There is an issue with the current code in the WeeklyWeatherViewModel.
It seems that if you keep a reference to the subscription generated in the init method for `$city, it works as expected
 something like:

  // reference! 
  var cancellable:AnyCancellable? 

  // 1
  init(
    weatherFetcher: WeatherFetchable,
    scheduler: DispatchQueue = DispatchQueue(label: "WeatherViewModel")
  ) {
    self.weatherFetcher = weatherFetcher
   
    // 2
    cancellable = $city
      .dropFirst(1)
3 Likes

Is the use of weak needed? Since the life cycle of the Cancellable is dependent on the view model life cycle using the store(in:) call at the end?

This works great!

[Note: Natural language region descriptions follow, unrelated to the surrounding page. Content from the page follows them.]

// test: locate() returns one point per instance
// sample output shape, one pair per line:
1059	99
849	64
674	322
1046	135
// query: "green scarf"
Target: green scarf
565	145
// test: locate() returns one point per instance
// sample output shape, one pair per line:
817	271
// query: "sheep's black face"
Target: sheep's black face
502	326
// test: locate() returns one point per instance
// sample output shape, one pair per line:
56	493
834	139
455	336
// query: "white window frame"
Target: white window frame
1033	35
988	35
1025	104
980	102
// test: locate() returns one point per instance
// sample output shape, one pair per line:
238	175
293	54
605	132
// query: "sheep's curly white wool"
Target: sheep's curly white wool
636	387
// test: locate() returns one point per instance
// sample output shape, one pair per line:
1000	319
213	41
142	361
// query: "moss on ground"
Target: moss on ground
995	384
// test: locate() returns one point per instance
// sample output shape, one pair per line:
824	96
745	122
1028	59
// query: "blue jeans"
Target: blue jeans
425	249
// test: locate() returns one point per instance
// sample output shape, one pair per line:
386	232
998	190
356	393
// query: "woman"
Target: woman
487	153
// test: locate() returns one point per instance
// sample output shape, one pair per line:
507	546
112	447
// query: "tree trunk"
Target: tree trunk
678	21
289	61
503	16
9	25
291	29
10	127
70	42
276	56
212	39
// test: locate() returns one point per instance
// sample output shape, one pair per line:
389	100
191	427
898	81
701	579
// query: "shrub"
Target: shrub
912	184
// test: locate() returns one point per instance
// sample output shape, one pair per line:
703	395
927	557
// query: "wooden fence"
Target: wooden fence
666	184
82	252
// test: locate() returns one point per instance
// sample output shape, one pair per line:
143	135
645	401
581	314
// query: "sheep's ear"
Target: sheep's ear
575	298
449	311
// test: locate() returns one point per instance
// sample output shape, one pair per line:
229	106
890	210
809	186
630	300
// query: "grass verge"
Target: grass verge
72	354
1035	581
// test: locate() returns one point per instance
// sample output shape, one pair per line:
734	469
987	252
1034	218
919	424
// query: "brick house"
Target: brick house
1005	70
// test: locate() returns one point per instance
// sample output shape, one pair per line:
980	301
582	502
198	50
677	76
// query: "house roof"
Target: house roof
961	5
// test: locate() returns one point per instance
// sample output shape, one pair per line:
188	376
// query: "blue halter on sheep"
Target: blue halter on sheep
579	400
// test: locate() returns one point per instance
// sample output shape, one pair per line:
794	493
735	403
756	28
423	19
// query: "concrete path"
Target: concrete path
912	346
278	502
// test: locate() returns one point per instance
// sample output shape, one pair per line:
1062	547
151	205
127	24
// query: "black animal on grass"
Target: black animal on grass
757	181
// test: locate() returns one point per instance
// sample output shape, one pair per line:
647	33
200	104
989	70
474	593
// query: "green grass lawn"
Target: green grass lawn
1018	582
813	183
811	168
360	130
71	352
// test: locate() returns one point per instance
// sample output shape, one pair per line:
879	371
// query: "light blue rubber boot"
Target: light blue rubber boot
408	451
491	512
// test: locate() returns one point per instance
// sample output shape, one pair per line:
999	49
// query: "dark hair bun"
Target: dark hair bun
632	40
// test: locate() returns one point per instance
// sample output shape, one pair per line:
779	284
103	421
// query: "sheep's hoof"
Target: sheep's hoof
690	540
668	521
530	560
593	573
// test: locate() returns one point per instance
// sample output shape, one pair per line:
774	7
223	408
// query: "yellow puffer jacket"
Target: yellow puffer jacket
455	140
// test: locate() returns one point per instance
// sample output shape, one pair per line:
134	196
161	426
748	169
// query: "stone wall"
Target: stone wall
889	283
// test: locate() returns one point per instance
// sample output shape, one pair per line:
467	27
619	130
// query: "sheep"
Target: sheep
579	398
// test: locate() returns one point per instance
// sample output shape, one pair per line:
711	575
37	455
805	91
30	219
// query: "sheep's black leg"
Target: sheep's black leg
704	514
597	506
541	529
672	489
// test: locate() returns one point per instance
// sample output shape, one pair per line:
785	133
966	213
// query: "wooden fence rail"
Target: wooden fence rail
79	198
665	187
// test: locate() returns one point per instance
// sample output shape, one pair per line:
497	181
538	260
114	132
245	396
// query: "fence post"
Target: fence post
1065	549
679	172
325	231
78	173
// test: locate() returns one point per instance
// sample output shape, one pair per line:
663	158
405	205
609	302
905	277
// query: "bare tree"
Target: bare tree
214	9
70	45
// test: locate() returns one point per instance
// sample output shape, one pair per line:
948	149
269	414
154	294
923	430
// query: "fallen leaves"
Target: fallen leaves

Thank you!

I think there is a problem with the WeeklyWeatherViewModel as it doesn’t capture the changes of the @Published var city

The result of the .sink needs to be stored instead of discarding the return value _ = $city

    init(weatherFetcher: WeatherFetchable, scheduler: DispatchQueue = DispatchQueue(label: "WeatherViewModel")) {
        self.weatherFetcher = weatherFetcher
        $city
            .dropFirst()
            .debounce(for: .seconds(0.5), scheduler: scheduler)
            .sink(receiveValue: fetchWeather(forCity:))
             // this is missing
            .store(in: &disposables)
    }

@rperes Do you have any feedback about this? Thank you - much appreciated! :]

Neither the starter (tutorial completed) nor the final project return any weather data for me.

I can confirm that the subscriber needs to be stored for the app to work. In fact I was confused that why is it even working, why is the city’s subscriber not getting deallocated. Looks like there was some issue in Xcode 11.1. The app works fine in Xcode 11.1 but we don’t see any results in Xcode 11.3.1 because subscriber is getting deallocated, which is expected, unless I am missing something.